PATRICK DOBSON: How do you preserve parklands and how does that coexist with geothermal [00:13:00] development? 

CHRISTINA THORNELL - HOST, VOX: The other issue that seems to come up a lot when I read about geothermal is seismic 


PATRICK DOBSON: Most of the geothermal-induced seismicity that occurs is very low level seismicity, but the goal is to not have significant seismicity that could cause damage and distress to local communities. The challenges are to make these environmentally, socially and economically viable. 

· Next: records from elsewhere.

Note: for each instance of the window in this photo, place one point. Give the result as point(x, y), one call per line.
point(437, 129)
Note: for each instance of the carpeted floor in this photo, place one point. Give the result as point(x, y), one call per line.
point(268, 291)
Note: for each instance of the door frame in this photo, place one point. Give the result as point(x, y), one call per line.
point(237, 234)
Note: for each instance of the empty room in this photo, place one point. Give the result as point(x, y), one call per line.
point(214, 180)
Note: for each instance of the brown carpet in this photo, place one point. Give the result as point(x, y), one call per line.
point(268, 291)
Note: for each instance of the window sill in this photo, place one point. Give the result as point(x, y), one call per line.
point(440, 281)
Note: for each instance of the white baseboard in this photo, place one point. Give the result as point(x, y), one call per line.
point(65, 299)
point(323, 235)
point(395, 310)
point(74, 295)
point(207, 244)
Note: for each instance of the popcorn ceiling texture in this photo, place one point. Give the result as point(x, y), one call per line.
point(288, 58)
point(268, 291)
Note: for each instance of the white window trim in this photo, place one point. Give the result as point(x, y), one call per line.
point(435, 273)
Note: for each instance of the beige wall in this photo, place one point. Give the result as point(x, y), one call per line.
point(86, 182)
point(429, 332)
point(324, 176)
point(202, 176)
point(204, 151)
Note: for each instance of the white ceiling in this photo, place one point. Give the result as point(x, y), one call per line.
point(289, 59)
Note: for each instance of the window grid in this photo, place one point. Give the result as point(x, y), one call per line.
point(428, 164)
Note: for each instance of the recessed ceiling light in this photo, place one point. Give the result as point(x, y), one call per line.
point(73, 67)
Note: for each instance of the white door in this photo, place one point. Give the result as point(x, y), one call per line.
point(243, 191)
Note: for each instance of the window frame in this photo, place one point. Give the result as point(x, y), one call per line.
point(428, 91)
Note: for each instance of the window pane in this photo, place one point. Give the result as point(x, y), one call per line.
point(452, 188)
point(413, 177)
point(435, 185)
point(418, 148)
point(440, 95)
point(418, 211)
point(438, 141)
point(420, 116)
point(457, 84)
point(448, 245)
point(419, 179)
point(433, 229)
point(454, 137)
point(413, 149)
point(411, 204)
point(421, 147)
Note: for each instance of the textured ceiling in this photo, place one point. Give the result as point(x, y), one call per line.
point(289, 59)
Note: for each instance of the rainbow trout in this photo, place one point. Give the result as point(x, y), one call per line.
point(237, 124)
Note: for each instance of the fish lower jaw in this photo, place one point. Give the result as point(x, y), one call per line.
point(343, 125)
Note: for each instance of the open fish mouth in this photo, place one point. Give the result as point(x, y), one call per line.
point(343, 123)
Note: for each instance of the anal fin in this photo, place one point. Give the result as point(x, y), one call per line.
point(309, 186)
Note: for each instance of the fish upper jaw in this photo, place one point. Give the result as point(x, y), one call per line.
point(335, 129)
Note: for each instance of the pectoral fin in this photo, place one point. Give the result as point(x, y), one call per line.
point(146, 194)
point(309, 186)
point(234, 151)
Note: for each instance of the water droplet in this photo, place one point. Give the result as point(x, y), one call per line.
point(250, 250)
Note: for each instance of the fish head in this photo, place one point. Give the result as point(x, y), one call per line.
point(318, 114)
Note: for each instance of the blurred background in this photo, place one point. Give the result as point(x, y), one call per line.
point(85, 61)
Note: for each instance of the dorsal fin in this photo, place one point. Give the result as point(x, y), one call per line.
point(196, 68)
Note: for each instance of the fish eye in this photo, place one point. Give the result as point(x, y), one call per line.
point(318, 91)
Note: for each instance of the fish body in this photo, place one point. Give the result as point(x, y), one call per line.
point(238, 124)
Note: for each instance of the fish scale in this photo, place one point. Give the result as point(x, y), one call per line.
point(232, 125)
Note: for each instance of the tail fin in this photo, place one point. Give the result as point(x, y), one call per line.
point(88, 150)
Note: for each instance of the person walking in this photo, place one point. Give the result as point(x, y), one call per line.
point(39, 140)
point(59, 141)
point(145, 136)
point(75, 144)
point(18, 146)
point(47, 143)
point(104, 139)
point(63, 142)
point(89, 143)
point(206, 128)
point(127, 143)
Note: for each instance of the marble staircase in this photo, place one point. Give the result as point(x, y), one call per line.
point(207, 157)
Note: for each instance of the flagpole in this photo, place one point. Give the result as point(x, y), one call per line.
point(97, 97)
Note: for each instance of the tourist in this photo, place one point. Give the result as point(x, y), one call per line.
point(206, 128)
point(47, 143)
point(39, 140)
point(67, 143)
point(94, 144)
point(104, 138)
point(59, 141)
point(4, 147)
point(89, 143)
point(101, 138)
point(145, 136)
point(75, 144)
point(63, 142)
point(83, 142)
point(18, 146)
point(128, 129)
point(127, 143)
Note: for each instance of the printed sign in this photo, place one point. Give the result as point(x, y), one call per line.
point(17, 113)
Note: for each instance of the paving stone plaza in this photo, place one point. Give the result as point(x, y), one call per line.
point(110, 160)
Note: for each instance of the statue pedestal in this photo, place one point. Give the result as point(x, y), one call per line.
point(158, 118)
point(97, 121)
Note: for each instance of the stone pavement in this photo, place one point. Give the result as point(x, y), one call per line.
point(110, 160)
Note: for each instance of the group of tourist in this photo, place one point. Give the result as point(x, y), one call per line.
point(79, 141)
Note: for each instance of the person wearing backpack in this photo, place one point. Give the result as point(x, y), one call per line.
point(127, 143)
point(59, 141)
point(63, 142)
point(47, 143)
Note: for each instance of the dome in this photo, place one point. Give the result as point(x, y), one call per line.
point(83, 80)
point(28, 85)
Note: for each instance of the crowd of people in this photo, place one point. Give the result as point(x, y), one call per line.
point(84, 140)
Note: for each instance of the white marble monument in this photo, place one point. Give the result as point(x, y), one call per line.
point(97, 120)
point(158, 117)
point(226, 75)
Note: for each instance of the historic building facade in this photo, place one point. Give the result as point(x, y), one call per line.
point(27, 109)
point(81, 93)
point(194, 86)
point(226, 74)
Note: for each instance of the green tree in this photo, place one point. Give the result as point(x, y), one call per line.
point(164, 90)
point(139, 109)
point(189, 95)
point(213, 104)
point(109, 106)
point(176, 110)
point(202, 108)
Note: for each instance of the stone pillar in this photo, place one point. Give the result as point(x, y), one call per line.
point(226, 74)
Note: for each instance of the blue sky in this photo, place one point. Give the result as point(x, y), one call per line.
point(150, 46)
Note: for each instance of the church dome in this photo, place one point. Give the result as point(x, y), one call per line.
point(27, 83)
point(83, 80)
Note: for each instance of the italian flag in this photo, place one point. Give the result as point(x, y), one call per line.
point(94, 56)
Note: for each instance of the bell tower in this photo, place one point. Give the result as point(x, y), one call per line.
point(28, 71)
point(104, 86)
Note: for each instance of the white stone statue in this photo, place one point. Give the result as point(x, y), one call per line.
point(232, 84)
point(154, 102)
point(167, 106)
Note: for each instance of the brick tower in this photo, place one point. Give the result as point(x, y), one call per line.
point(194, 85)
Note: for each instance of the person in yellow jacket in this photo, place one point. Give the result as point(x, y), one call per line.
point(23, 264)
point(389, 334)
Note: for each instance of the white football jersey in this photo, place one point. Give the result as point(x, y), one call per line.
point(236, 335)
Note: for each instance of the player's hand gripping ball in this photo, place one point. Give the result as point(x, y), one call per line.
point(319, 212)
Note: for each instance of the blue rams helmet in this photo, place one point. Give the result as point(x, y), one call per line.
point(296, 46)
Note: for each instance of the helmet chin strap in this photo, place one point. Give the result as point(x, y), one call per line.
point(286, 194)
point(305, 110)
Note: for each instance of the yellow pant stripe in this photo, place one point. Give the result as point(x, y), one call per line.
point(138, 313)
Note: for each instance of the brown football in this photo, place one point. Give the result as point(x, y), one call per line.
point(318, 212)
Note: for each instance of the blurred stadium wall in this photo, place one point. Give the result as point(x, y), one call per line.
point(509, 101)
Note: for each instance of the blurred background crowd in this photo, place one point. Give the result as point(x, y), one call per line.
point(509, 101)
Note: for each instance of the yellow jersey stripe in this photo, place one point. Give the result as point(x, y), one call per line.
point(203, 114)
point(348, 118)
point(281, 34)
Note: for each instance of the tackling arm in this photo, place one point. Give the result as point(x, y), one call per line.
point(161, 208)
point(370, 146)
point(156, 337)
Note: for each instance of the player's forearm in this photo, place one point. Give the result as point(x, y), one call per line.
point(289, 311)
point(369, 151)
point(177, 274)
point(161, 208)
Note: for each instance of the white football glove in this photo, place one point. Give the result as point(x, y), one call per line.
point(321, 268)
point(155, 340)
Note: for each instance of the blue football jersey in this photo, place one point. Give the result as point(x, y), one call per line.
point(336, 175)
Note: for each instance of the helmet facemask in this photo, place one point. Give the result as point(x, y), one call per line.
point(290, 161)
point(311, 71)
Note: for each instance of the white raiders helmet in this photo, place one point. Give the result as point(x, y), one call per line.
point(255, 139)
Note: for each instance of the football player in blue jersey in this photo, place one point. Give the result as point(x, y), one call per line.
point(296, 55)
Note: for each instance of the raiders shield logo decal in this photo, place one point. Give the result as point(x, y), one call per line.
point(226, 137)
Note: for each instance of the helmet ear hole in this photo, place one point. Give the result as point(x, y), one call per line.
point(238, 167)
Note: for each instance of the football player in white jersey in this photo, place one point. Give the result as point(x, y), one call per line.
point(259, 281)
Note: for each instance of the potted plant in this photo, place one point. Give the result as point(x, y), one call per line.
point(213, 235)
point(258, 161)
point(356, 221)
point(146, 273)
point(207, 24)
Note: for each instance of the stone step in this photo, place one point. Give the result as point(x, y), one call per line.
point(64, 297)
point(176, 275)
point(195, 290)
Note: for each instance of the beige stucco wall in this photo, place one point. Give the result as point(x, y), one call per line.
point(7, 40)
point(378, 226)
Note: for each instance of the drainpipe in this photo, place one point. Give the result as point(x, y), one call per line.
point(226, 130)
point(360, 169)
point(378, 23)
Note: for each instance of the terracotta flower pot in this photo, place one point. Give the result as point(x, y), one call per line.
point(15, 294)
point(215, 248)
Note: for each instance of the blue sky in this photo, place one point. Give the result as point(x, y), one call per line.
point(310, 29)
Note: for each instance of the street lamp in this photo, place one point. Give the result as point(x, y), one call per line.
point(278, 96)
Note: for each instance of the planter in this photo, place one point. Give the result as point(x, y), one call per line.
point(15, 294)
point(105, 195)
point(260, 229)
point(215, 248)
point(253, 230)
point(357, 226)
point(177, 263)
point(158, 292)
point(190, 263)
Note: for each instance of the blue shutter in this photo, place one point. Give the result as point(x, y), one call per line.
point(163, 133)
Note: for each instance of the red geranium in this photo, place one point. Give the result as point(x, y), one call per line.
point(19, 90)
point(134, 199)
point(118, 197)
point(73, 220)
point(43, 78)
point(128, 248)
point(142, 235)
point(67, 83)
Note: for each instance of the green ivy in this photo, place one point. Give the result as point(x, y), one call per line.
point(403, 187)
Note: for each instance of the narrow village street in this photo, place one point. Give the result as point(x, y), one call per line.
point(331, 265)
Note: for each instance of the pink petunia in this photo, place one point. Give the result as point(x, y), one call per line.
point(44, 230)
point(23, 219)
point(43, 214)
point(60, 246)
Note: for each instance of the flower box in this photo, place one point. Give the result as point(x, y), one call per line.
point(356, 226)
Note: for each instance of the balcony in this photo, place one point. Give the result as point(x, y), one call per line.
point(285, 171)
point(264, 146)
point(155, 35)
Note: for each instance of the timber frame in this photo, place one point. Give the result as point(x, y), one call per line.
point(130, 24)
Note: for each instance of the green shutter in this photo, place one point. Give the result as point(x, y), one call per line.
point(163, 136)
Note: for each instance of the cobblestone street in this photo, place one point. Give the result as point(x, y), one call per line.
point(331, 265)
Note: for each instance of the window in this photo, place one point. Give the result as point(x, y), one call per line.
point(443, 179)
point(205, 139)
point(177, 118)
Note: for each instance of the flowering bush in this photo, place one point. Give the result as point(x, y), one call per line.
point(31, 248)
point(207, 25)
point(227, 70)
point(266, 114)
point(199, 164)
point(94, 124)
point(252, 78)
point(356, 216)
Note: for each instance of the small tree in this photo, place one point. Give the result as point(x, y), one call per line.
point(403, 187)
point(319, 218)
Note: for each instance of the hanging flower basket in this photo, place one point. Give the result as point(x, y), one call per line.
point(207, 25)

CHRISTINA THORNELL - HOST, VOX: And that's a very important challenge, especially if we think of geothermal as a solution to clean up the supply chain that powers our green energy. Because all too often, it's poor and marginalized communities who live next to power plants, smelters, mines, factories, pipelines, waste plants. As we move towards a better future, it's important to make sure it isn't just green, but fair.

The Untapped Energy Source That Could Power the Planet | Jamie C. Beard - TED - Air Date 10-28-21

JAMIE C. BEARD: We have Engineered Geothermal Systems, or EGS. In this concept, several wells are drilled. At the bottom of the well, the rock is fractured. It creates a [00:14:00] reservoir under the surface. Think of it as a pot where you boil your water underground, right? You send a fluid down, it percolates through the fractures, it comes back up really hot, and we use it for all sorts of interesting and important things, like heating buildings directly, or we can run it through a turbine to produce electricity.

Now, EGS can take a lot of forms. This is an area of intense innovation right now. You can engineer these systems in a variety of ways, but the basic concepts stay the same. 

Then we have closed loop systems. Closed loops are pretty new. It's another really hot area of innovation. Same concept, basic as EGS. You have one or more wells drilled, you create a reservoir underground, but in closed loops, instead of fracturing to create that reservoir underground, it's entirely drilled, like a radiator in the rock. And they take many forms, too, just like EGS. Check it out. You can see in closed loop systems how useful it is to be able to turn and steer that drill bit, totally enabling in terms of getting these concepts to work. 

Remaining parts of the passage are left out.